Flashcards in Stats & Test Construction Deck (60):

1

## Type I error

###
Mistakenly rejecting the null hypothesis when it's true

Alpha

2

## Type II error

###
Mistakenly retaining the null hypothesis when it is false

Beta

3

## Discriminant analysis

### Technique in multivariate statistics that describes differences between 2+ groups on a set of measures or that classifies subjects into groups based on a set of measures

4

## Threats to internal validity

### Maturation, history, instrumentation, statistical regression, selection, attrition/mortality, interaction w/ selection

5

## Ways to control threats to internal validity

### Random assignment, within-subjects designs, blocking, matching subjects, ANCOVA

6

## Threats to external validity

### interaction b/t testing & treatment, interaction b/t selection & tx, reactivity, multiple tx interference (order/carryover effects)

7

## Ways to control external validity

### Random sampling, naturalistic/field research, single or double-blind designs, counterbalance

8

## What are some ways to increase power?

### Increase alpha, increased N, increase effect size, decrease error, use powerful statistics, one-tailed if possible

9

## What percentage of scores on the normal curve fall between +/- 1 SD, +/- 2 SD, +/- 3 SD?

###
68%

95%

99%

10

##
What percentiles are equivalent to the following z-scores?

-3

-2

-1

1

2

4

###
0.1 = -3

2 = -2

16 = -1

84 = 1

98 = 2

99.9 = 3

11

## Factors affecting test reliability

### Test characteristics (length, item type, item homogeneity, influence of guessing), sample characteristics (sample size, range, variability), extent of test clarity

12

## Sources of error in internal reliability

### Content sampling, heterogeneity of content domain

13

## Sources of error in test-retest reliability

### Time-sampling factors

14

## Which type of reliability is best for speed tests?

### Alternate forms

15

## Sources of error in inter-rater reliability

### Factors related to raters (motivation, biases), characteristics of measuring device, consensual observer drift

16

## Dimensions of relevance in item analysis

###
1) Content appropriateness (item assesses bx domain the test is intended to evaluate)
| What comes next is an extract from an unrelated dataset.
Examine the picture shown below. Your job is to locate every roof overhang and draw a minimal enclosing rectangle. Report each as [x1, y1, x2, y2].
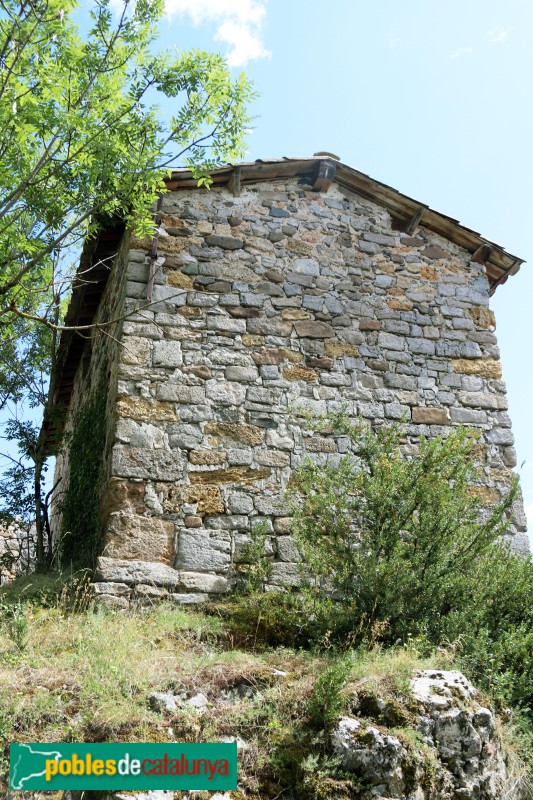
[47, 157, 523, 453]
[167, 157, 524, 294]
2) Taxonomic level (does item reflect appropriate cognitive or ability level of population intended for)

3) Extraneous abilities (to what extent are knowledge or skills needed that is outside the domain being evaluated)

17

## Item difficulty

### The %age of people who get an item correct

18

## Item discrimination

###
Extent an item differentiates between those who get a high vs. low score

.35 or more is acceptable

19

## Item response theory

### Tests based on examinee's level on the trait being measured vs total test score

20

## Reliability coefficient

###
Proportion of variability in obtained test scores that reflects true score variability

Never squared to interpret

21

## Standard error of measurement (SEM)

### An index of the amount of error that can be expected in a person's obtained scores due to the unreliability of the test

22

## What qualitative evidence do you look for in a task that has good content validity?

###
Coefficient of internal consistency will be large

Test will correlate highly with other tests of the same domain

Pre- and post-test evals of the program designed to increase familiarity with domain will indicate appropriate changes

23

## Orthogonal rotation

### Resulting factors are uncorrelated; attribute measured by one factor is independent from the attributes measured by the other factor

24

## Oblique rotation

### Resulting factors are correlated & attributes measured by the factors are not independent

25

## What is the Rosenthal/Pygmalion effect?

### Tendency for participant's performance to be effected by the expectations of the tester

26

## What is the Hawthorne effect?

### Tendency of subjects to behave differently when they are in a research study

27

## What is the most common measure for internal test reliability?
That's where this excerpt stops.